When the park was created, the territory had the form of a vast basin, crossed in the centre by a torrent. The morphology of the place could have been designed to hold a stretch of water, which was the first element in the conception of the eighteenth-century garden. A plaque dating back to 1725, with Latin solemnity, tells the tragic story of two small children who drowned in the lake. This, along with local tales to the same effect, shows that the lake existed at that time, with the torrent diverted by pilings to fill the same. A stream flowed out of the lake, to return to the same torrent. This was so until a few years ago
What happened in 1989?
The new owners, the Villa dei Cedri S.p.A. company, managed by Vittorio Nalin, decided to dig a well to develop the irrigation system of the vast park.
At a depth of 160 metres, the surprise: a hot water table, light, low in mineral content, rich in bicarbonate, calcium, magnesium, lithium, and silica (an important element in the prevention of arteriosclerosis).
The company had a brilliant idea: to replace the water in the lake (roughly 5,000 m2) with the hot water that flowed out of the bowels of the earth at a temperature of 37 degrees, using pumps to guarantee an exchange of 3,500 cubic metres of water per day, equal to half the content of the lake.
Under the gravel on the bottom there is a network of roughly 6 kilometres of pipes, with 1,400 injectors, that carry the thermal water to all the points of the lake so the temperature is uniform everywhere.
After flowing out of the lake into the stream, the water, which has cooled along the way, is used to irrigate the surrounding countryside and the park.
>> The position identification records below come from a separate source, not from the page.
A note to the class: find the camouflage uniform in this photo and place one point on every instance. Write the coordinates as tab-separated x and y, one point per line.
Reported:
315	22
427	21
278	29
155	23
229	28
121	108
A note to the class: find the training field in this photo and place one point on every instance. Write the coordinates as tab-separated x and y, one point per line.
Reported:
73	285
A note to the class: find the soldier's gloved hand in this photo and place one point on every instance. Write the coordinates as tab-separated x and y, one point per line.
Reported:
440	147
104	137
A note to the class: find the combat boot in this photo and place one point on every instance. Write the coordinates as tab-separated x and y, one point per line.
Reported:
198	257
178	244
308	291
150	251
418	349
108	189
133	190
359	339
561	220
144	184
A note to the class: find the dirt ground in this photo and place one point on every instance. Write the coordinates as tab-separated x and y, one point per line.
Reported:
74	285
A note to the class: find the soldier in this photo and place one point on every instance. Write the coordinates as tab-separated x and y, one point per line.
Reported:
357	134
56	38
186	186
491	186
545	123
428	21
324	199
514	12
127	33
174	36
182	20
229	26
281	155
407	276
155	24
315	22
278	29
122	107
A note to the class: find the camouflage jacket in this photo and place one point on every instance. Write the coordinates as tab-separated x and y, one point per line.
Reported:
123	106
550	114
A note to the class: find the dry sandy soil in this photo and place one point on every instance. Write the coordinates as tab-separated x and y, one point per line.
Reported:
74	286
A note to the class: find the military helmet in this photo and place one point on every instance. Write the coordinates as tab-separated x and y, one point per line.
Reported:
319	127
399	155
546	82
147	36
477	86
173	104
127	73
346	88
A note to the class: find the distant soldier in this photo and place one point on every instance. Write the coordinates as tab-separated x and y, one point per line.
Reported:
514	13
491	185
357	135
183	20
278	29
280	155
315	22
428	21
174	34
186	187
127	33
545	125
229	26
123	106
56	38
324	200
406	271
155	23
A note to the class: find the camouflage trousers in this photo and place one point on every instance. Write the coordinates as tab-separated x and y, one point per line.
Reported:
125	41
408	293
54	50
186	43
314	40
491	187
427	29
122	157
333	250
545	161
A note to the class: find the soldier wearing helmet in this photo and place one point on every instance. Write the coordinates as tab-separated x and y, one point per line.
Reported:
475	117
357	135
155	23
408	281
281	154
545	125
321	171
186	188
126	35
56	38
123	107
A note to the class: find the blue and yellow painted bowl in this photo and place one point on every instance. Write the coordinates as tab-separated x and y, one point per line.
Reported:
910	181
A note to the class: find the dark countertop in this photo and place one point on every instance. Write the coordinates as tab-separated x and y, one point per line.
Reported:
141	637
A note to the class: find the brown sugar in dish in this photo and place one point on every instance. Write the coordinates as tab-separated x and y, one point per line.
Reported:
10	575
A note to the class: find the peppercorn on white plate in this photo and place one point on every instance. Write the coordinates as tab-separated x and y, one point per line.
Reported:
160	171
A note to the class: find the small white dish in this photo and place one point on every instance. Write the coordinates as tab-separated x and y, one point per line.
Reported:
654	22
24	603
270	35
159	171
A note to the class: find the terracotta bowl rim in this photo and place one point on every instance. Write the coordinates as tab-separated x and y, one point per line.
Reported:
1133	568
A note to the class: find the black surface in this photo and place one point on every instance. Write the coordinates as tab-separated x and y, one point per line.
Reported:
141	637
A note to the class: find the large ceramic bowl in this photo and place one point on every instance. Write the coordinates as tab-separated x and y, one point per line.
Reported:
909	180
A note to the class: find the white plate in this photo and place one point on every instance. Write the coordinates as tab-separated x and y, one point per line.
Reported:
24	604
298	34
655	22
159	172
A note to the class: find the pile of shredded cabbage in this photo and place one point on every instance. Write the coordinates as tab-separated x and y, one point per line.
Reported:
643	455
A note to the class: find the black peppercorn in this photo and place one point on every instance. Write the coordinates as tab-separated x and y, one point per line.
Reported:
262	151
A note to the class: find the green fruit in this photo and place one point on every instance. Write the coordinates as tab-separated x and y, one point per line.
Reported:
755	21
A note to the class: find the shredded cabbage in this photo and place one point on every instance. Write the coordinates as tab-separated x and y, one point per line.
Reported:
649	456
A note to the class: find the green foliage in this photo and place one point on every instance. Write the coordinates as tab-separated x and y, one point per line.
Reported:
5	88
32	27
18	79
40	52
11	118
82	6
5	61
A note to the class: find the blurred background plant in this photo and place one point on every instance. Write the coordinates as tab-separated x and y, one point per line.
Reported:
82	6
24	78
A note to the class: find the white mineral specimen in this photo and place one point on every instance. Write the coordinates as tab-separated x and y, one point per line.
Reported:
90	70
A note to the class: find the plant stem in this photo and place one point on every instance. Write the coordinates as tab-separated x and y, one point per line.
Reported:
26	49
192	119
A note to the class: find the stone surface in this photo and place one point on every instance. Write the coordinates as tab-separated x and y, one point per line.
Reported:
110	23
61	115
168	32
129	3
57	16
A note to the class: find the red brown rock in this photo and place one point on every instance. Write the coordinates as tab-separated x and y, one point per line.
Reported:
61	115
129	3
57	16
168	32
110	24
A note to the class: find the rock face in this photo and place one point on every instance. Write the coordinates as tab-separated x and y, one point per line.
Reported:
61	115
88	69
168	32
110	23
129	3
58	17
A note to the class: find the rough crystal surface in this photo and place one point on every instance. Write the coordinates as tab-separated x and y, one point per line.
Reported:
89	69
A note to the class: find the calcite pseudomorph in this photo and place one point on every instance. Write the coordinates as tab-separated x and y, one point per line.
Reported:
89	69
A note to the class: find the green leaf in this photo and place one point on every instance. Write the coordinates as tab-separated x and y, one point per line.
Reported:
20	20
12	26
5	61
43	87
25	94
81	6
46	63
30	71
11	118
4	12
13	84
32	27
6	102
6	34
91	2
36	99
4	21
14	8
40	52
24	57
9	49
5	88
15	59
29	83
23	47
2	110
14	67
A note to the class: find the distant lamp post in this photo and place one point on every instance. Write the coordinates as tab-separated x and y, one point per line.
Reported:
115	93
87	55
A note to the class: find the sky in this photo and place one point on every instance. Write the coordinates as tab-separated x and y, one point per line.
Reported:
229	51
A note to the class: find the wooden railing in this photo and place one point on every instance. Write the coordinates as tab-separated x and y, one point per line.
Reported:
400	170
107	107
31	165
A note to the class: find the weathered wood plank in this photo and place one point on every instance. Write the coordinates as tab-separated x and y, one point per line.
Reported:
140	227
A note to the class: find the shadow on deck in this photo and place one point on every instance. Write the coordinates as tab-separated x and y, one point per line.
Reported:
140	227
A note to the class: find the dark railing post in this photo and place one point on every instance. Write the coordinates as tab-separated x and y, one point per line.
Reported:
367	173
It has proved excellent for producing healthy plants and crops.
But the surprises of this thermal lake don’t end here.
The grotto, built at the same time as the lake as a decorative element, is a real palace of pleasure: a triumph of hydromassage, with a variety of jets of water, from above for the back and neck, from below for the feet and fingers, and from above in a light, rain-like drizzle for the face.
There are waterfalls and jets of hot water everywhere, along the edges of the lake. You’re surrounded by the joyous sounds of water, gurgling and splashing, like the people playing and laughing in the water, or on the lawn before stopping for a picnic under the ancient cedar trees. You can relax on the comfortable, wood sunbeds, sinking into the white canvas.
The sun touches the tops of the two-hundred-year -old sequoias, the small wood of Taxodium distichum on the island, turning the lawn a deep shade of reddish-brown.
It’s not a traditional health spa; you won’t find that hushed and protective, if somewhat sad atmosphere. It’s nothing to do with those places, which can be relaxing but also bleak, giving you the idea that you have to find your wellbeing, heal you body and spirit, search for a state of health that’s somehow lost.
The “Paradeisos”, the mythical walled garden, separate from the world, is complete: an evergreen existence, with the plants that seem to project it into a timeless dimension. An age of geological mystery, almost forgotten.